This is the final result - the game you can play :)
How to play the game?
Player can select a language to play the game. As of now, only English (US) and Dutch are the available languages.
When the player selects a language, there will be a maximum 5 words generated. This includes an audio, brief meaning of the word and the number of characters for each word.
Then the player needs to fill the word in the text box given.
There is an indicator next to the text box how many characters have been entered in the text box and how many characters are required for the word. This indicator will be red until the required number of characters are filled, then it turns into green.
There is a timer that starts as soon as the words are generated. This is based on the number of words generated.
When the remaining time is less than 30 seconds, the background of the page as well as the background of the timer turns into red.
Player can submit the answers before the timer runs out, else it will be automatically submitted.
Then, the answers are evaluated and based on the number of correct answers, there is a pop up visible.
If all the answers are correct, there will be a "Confetti" effect appearing on the page.
Clicking on the 'show results' button on the pop up, the player can see the correct/incorrect answers and the correct word (in case of an incorrect answer).
Implementation
There are 2 main parts of this application.
- Backend - where words are generated and APIs are available.
- Frontend - Vue.js application for the player to interact.
Source code
There are two repositories available with the complete source code.
Backend - https://github.com/pubudusj/spelling-game-backend
Frontend - https://github.com/pubudusj/spelling-game-frontend
Deployment instructions:
Backend is implemented using AWS CDK and can be deployed as a generic CDK application. The URL of the Cloudfront distribution is required for the frontend to work.
In the frontend, add the Cloudfront API URL to the VITE_API_BASE_URL in the env file. Install necessary dependencies and then run the application using npm run dev
in the dev mode. Or you can build the frontend app using npm run build
.
When the backend stack is deployed, it will output the S3 hosting bucket name. You can copy the built frontend app into this bucket which will host the frontend via the Cloudfront distribution created in the backend stack.
Backend
There are 2 main components of the backend.
- Words generator component - to generate and save words in the database.
- API component - to serve frontend.
Backend - words generator component
Here is the high level overview of the words generator component and the steps within the state machine. Within Step Functions, there will be many AWS services called as explained below.
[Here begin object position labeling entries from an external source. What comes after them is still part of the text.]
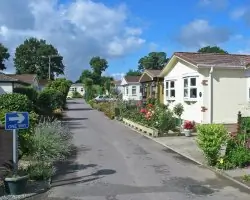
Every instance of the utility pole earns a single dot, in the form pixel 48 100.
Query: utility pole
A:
pixel 49 57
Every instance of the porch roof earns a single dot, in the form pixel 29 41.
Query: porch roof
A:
pixel 149 75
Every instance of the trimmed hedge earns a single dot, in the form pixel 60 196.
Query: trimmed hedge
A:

Image: Words generator overview:
Image: Words generator state machine:
Words Generator Step Functions state machine is responsible for generating words.
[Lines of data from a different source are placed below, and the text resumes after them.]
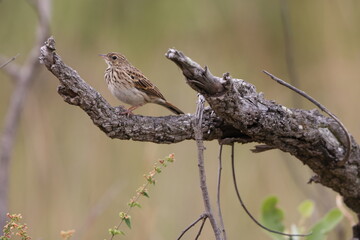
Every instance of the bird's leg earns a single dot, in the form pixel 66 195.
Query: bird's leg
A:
pixel 129 111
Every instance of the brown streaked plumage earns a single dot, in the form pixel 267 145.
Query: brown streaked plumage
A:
pixel 130 86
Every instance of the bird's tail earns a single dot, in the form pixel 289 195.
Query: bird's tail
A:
pixel 170 107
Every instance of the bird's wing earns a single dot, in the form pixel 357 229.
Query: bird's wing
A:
pixel 142 83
This Step function execution takes the language code as an input. ex: en-US, nl-NL, etc.
As the first step, Bedrock InvokeModel is being called to generate 5 words with descriptions for each word, based on the language.
Here, the Anthropic Claude 3 Haiku model is being used which gives better balance of accuracy and the pricing in this scenario.
-
Here is the prompt I used to generate the words:
"Generate 5 unique words that have a random number of characters more than 4 and less than 10 in Dutch language. For each word, provide a brief description of its meaning in English with more than a couple of words. Produce output only in a minified JSON array with the keys word and description. Word must always be in lowercase."
Here, the response is a JSON string.
-
Within the step's Result selector, the response will be converted to an array using the intrinsic function - StringToJson.
{ "words.$": "States.StringToJson($.Body.content[0].text)" }
Then there is a map state where each word is an input to each map.
Within the map state, there are branches (currently two) based on the language.
In each branch, there is a step to synthesise the word using Polly using StartSpeechSynthesisTask.
StartSpeechSynthesisTask is an async operation. So, there is an immediate step to check if the synthesis task is completed using Polly's GetSpeechSynthesisTask.
Great thing about the StartSpeechSynthesisTask api is that it not only synthesises, but automatically saves the mp3 into the given S3 bucket.
If the speech synthesis task is not finished based on the status of the GetSpeechSynthesisTask, it waits and retries the status check.
Once synthesis is done, the execution continues to save word to DynamoDB step.
-
In this step, we use DynamoDB's PutItem api to save the generated data to the table. One record consists of below data:
pk - Primary key in the format of Word#{LanguageCode}. ex: Word#en-US sk - MD5 hash of the word - here, intrinsic function States.Hash($.word, 'MD5')is in use. word - The word generated by Bedrock. description - The description generated by Bedrock. s3file - Mp3 file location provided by Polly synthesis task. charcount - Character count of the word. This is retrieved from Polly synthesis task. updated_at - Update timestamp.
Since this synthesis and save to db task runs on a map state, after a single execution, there will be a maximum 5 new words available in the ddb for the given language.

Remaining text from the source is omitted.